LiBERALiZM: Liberalizm dediğimiz sistem ekonomik olarak mülk edinme özgürlüğünü savunur. Tüm özgürlükleri savunur. Uygulama safhasında mülk edinme özgürlüğünün savunulması süper zengin sınıflarının doğmasına da yol açar. Sosyalizmle uzlaşılamayan nokta budur. Fakirin bir şekilde zengin olmasına yasal engel yoktur ama zengin olmasının bir yolu da yoktur çünkü sermaye sahipleri mülk edinme özgürlüklerini az parayla çok iş yaptırmak suretiyle gerçekleştirebilirler ve bunun önünde de bir engel bulunmamaktadır. Çünkü her şey aşırı da olsa ekonomik özgürlüğe dayanır.

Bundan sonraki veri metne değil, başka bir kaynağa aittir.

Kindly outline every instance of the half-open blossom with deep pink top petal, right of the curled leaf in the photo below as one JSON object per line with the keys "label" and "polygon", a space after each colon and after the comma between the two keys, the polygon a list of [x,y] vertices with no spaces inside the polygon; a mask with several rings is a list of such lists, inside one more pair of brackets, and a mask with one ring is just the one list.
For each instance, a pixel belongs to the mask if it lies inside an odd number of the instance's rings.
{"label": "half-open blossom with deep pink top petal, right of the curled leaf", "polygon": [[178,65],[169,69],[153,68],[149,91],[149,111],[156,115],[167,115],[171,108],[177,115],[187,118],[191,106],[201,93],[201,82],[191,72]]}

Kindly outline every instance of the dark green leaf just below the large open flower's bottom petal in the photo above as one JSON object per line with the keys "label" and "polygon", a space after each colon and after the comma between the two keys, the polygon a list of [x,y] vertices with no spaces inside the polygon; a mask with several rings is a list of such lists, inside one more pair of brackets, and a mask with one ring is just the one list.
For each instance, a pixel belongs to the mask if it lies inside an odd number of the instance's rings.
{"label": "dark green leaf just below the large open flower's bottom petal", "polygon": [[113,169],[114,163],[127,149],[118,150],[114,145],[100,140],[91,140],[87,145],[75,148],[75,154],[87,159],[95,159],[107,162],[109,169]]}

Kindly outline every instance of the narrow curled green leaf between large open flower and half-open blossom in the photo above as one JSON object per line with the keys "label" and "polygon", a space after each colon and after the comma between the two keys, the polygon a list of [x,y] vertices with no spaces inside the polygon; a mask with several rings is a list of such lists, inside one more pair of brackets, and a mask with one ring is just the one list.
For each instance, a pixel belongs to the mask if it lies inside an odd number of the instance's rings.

MUHAFAZAKÂRLIK: Bu sistem artık liberalizmin gelişmiş bir safhasıdır. Sermaye sahiplerinin toplumda önemli bir yeri vardır ve bu sistemi yürütenler çoğunlukla bu kişilerdir. Bu durum kabul edilir ve sert bir şekilde savunulur. Bu değerlere bağlılık gösterilir. Zenginin daha zengin olabilmesi esastır. Fakirinin daha fakir olması istenmez ama bunun önünde engelleyici bir mekanizma da yoktur. Felsefi boyutta yaşanılan toplumda var olan kalıplaşmış değerler ne ise onların yenilenmeksizin devamı istenir. Buna din de katabilirsiniz, siyasal yapı da, yemek yeme alışkanlığı da… Savunulan değer özellikle tabulardan seçilir ve kitle böyle toplanır.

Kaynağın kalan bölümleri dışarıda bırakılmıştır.